Elle s’écrit tout d’abord au passé, la Putain P. Un passé définitif et tranchant, noté en deux moments séparés qui agissent à la fois comme une couverture et comme des parenthèses entourant deux actions brèves. Première planche : « La Putain P quitta la maison » ; deuxième planche : « Lorsqu’elle revint, l’homme n’était plus là. » Entre les deux, un seuil s’est ouvert et un paysage invisible car replié sur lui-même — l’intérieur d’une maison — s’est dépouillé. L’image est aussi radicale que le texte qui la commente ; il n’y a aucune cause mais de multiples conséquences narratives et graphiques : la maison ainsi débarrassée de ses deux forces supposées vives, l’homme et la Putain P, elle s’est évidée dans un même instant de toute forme de présence et de relation possible entre les êtres. Elle a également mis un terme à l’espace et au temps, le premier en l’épuisant de sa substance, le second en le tenant en échec, par l’implacabilité du passé et de ce qui s’est alors accompli, se réalisant et se terminant. Enfin, d’elle naîtront des traits en creux, des corps et des décors prendront forme par défaut et des rapports par sous-entendu. La Putain P devra se lire derrière le texte et se voir sous l’image.

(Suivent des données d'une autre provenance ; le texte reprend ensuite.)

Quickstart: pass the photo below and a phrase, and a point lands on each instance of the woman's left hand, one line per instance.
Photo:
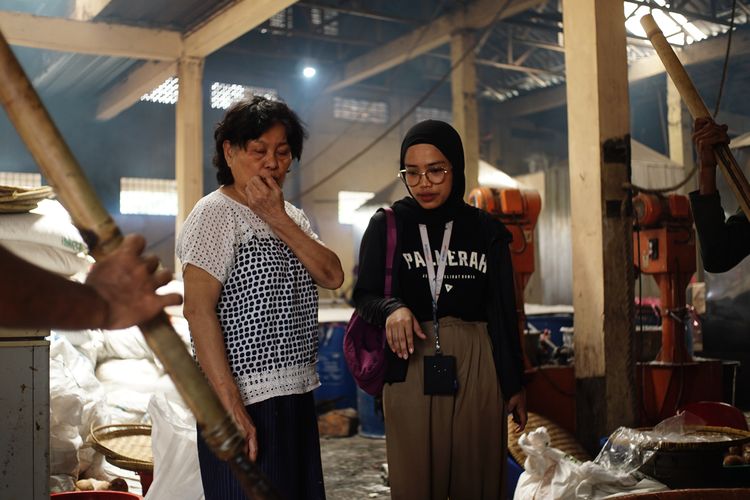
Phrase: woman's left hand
(265, 198)
(517, 406)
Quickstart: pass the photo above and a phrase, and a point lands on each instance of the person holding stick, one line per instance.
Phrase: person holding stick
(724, 242)
(119, 292)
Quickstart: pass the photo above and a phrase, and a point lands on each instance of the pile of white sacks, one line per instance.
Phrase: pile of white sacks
(100, 377)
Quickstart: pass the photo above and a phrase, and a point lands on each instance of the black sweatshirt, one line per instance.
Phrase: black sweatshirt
(723, 243)
(478, 283)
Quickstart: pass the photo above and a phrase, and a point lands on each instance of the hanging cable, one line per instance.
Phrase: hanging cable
(408, 112)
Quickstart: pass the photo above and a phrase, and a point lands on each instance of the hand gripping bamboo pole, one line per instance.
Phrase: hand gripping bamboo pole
(34, 125)
(697, 108)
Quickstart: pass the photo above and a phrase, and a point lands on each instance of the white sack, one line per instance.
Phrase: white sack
(552, 475)
(173, 441)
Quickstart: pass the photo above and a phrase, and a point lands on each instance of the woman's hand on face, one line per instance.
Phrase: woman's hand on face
(265, 198)
(245, 423)
(400, 328)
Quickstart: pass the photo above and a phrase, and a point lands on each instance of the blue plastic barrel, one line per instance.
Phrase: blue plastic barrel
(337, 385)
(371, 422)
(551, 322)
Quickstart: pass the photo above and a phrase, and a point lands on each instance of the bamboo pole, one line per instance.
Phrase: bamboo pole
(697, 108)
(59, 166)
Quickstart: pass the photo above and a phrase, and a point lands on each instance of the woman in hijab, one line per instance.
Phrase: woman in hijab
(454, 363)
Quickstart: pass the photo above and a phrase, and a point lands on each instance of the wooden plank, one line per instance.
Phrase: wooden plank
(230, 24)
(709, 50)
(136, 84)
(680, 131)
(464, 103)
(598, 114)
(189, 139)
(477, 15)
(97, 38)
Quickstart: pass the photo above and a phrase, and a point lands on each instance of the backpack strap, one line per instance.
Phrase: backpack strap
(390, 247)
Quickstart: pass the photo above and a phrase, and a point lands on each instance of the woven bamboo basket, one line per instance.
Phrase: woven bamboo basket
(127, 446)
(698, 464)
(19, 200)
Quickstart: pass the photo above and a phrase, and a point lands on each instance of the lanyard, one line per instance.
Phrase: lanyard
(436, 280)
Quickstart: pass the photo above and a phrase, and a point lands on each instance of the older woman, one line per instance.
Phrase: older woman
(250, 265)
(454, 362)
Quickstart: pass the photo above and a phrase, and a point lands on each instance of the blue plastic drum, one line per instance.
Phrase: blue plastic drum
(552, 322)
(371, 422)
(337, 388)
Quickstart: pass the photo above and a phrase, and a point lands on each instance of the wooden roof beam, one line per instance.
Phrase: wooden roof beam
(96, 38)
(221, 29)
(138, 82)
(230, 24)
(424, 39)
(712, 49)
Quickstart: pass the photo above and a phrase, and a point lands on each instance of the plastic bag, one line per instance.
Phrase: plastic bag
(174, 443)
(552, 475)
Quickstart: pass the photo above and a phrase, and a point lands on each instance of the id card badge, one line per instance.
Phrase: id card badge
(440, 375)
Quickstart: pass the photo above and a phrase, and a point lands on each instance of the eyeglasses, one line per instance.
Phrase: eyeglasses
(412, 177)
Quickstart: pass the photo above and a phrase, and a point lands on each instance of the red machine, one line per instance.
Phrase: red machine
(664, 246)
(518, 210)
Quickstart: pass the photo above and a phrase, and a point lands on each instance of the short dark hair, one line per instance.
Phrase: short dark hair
(246, 121)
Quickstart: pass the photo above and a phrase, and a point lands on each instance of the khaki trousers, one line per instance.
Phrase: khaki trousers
(441, 447)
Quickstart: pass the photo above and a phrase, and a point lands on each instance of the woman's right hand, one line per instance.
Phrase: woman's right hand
(400, 327)
(247, 428)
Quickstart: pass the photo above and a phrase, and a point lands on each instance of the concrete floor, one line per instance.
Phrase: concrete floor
(353, 468)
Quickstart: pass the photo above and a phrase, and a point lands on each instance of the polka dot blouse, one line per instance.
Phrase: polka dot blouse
(268, 307)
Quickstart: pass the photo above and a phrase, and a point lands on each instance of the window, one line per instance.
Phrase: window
(326, 18)
(20, 179)
(350, 203)
(148, 196)
(224, 95)
(357, 110)
(166, 93)
(282, 20)
(434, 114)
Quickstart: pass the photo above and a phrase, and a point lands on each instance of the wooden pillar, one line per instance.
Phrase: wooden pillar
(464, 96)
(680, 131)
(599, 150)
(189, 139)
(681, 148)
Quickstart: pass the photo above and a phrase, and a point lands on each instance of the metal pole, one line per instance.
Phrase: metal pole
(59, 166)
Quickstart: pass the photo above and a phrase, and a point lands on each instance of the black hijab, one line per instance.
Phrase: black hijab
(446, 139)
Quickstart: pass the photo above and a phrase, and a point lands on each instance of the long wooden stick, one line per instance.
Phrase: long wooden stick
(697, 108)
(34, 125)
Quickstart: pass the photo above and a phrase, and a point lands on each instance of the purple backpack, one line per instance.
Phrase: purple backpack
(364, 343)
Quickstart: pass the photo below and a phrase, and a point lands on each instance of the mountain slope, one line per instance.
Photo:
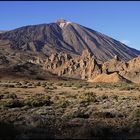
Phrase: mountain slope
(67, 37)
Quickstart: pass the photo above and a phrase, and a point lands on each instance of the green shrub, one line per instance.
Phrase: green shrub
(11, 103)
(62, 102)
(88, 97)
(38, 100)
(10, 95)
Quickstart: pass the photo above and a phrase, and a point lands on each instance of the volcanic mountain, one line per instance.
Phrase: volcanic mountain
(64, 36)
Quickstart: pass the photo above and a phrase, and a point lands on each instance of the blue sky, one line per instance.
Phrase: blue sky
(120, 20)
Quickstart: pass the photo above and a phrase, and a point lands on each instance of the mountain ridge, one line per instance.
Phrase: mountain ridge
(72, 38)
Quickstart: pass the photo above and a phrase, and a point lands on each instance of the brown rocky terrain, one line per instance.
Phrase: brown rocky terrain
(68, 37)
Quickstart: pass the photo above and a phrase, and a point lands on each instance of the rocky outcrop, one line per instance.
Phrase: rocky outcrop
(84, 67)
(68, 37)
(110, 78)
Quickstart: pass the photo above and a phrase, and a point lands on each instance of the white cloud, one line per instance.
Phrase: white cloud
(126, 42)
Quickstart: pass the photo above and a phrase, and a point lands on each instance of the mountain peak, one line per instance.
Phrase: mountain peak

Ces deux étapes liminaires impliquent un effondrement qui se répètera dans toute l’histoire de La Putain P, ou plutôt : dans toutes les histoires de la Putain P. En trois tomes (La Putain P, La Putain P fait sa ronde, La Putain P jette le gant) et neuf chapitres à pagination équivalente, la Putain P évolue sur une ligne et dans un cycle, tenue et retenue dans un mouvement permanent et métamorphosé. Chacune de ses actions est autant duelle que limitée dans le temps (intervalle et répétition) et dans l’espace (zone de l’ombre et de la dissimulation). Les chapitres se succédant sont ainsi eux aussi entre eux des duplicata et de nouvelles propositions, un réseau palimpseste dévoilé par strates successives pour d’autres transformations de corps et de lieux.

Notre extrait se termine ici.